We speak of having a good time, or experiencing bad times. We measure ourselves by the amount of time we’ve been converting oxygen to carbon dioxide. To us, time is pretty significant.

It may not be important, though.

I always figured that time was one of those things that God made for our convenience like mass or gravity. Without mass we’d just pass other matter; without gravity, we’d just float. Absence of mass or gravity would make life far more complicated – the same with the absence of time.

On the other hand, we tend to think of being non-physical and untethered by gravity as things we’ll find in Heaven. We’ll float around as happy-go-lucky spirits until the end of time when we and our bodies will be reunited. Then, we’ll have the best of both worlds – enjoying our corporeal existence but able to simultaneously move about freely as spirits do.

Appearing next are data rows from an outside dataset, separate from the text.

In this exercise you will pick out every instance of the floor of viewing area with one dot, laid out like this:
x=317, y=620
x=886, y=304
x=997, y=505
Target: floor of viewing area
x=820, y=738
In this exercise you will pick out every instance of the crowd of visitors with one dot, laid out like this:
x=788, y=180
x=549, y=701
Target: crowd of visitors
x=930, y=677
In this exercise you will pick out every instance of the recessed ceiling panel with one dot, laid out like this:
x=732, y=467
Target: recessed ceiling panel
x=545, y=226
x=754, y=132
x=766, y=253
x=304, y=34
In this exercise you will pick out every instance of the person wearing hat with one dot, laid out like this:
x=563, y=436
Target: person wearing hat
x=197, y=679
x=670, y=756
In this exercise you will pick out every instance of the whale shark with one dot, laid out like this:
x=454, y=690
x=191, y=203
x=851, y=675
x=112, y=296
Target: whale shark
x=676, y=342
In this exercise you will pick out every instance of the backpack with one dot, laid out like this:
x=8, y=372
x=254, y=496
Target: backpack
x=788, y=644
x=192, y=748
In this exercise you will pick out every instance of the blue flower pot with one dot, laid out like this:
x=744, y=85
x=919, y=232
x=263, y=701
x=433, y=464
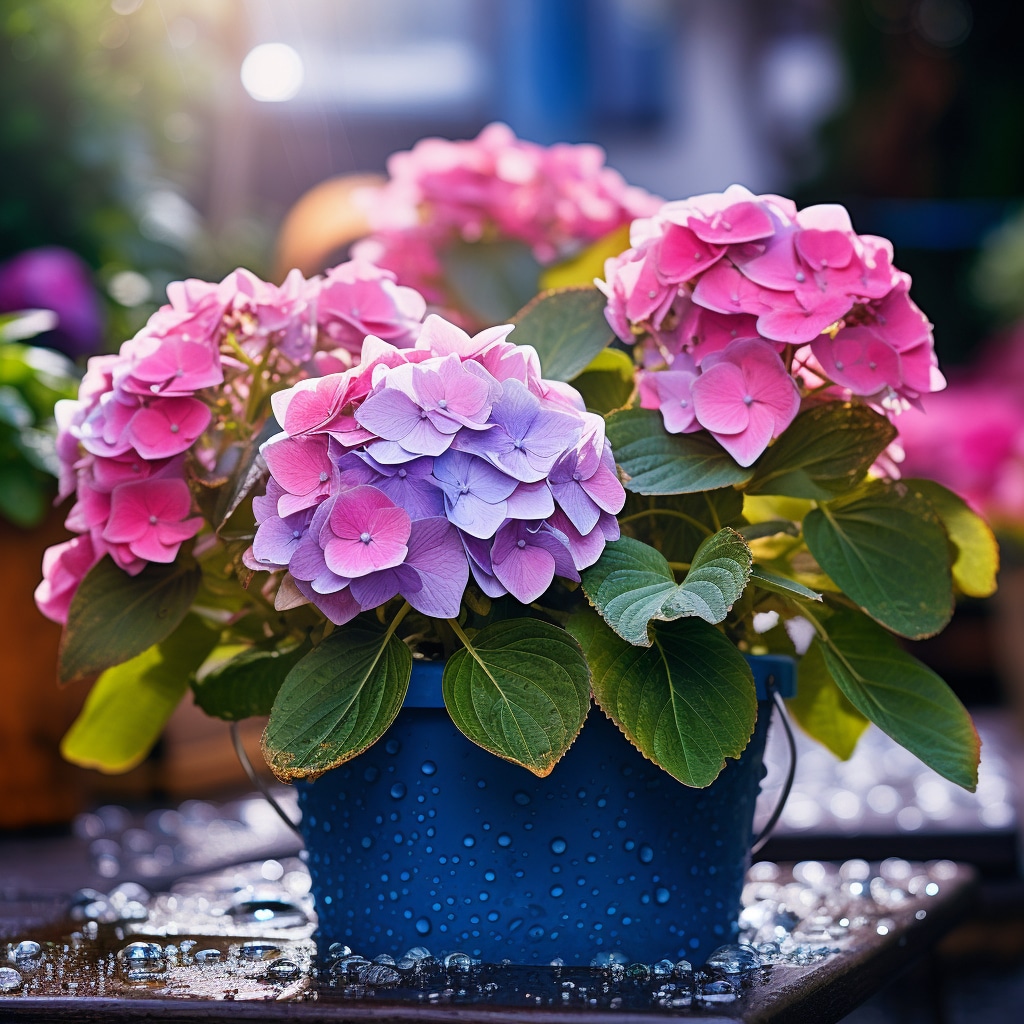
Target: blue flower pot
x=427, y=840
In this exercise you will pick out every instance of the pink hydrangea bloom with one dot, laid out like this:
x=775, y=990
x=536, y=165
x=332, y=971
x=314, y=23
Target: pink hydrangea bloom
x=554, y=199
x=743, y=273
x=181, y=386
x=971, y=436
x=471, y=463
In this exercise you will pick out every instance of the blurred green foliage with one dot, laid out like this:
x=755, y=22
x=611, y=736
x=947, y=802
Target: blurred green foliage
x=933, y=112
x=108, y=114
x=31, y=382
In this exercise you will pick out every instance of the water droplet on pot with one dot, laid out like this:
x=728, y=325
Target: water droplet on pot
x=10, y=980
x=283, y=970
x=735, y=958
x=377, y=974
x=258, y=950
x=276, y=913
x=28, y=949
x=136, y=951
x=717, y=991
x=458, y=962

Time, on the other hand, is a little trickier. As I’ve mentioned before eternity as in always having a tomorrow is a kind of comforting thought. On the other hand, eternity as in infinity going backward is significantly disconcerting. An unlimited number of tomorrows is inspiring. An unlimited number of yesterdays is confusing.

That’s one of the many reasons that He is God and we are not.

God referred to Himself as “I am.” Not “I was and I will be.” Just simply, “I am.”

So I figure that God is unfettered by time. I’ve never seen a drawing of God wearing a wristwatch, so I guess we all sort of imagine the same thing. He is – in all places at all times all at once all the time.

When I am having a good time, I try to tell Him, “Thanks.” When I’m having a bad time, I take comfort in the fact that while time may have a hold on me, it’s meaningless to Him.

It helps keep things in perspective.